Wenn es hier nicht um viele Arbeitsplätze ginge, deren Abbau dem Vorstand sicher noch mit einer Prämie honoriert werden wird, könnte man als alter leidgeprüfter Postkunde fast so etwas wie Schadenfreude empfinden. Alle Unternehmen, die aus der früheren Post hervorgegangen sind, haben doch letztlich die Behördenmentalität beibehalten und behandeln ihre Kunden schlecht.

Damit haben diese Nachfolgeunternehmen doch selbst dafür Sorge getragen, dass der Preis das einzige Kriterium für eine Kundenentscheidung zu Gunsten eines Unternehmens geworden ist. Wenn ich schon von allen am Markt vorhandenen Dienstleistungsunternehmen schlecht behandelt werde, dann kann es doch auch der Billigste sein. Dann weiß ich wenigstens, warum ich schlecht behandelt werde.

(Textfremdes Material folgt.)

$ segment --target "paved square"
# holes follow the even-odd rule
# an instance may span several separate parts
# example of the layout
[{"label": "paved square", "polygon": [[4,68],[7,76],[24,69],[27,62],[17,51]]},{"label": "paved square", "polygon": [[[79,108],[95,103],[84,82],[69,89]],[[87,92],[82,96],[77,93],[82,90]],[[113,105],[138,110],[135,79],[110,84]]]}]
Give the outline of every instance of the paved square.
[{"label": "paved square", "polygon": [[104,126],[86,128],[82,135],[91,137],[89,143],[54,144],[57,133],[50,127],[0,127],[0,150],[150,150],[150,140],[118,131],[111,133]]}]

Klaus Kiesler, Berlin-Frohnau

Sicherlich hat das Management viele Fehler gemacht, aber wer, so wie ich in der letzten Zeit des öfteren die Hotlines der Telekom anrufen musste, wird sich überlegen ob er bei der Telekom bleibt oder nicht.

Das hat aber überwiegend mit Unfreundlichkeit, Inkompetenz und Desinteresse der dortigen Mitarbeiter – jedenfalls vieler – zu tun. Denn wenn man als Kunde so behandelt wird, ist es kein Wunder wenn die Kunden weglaufen.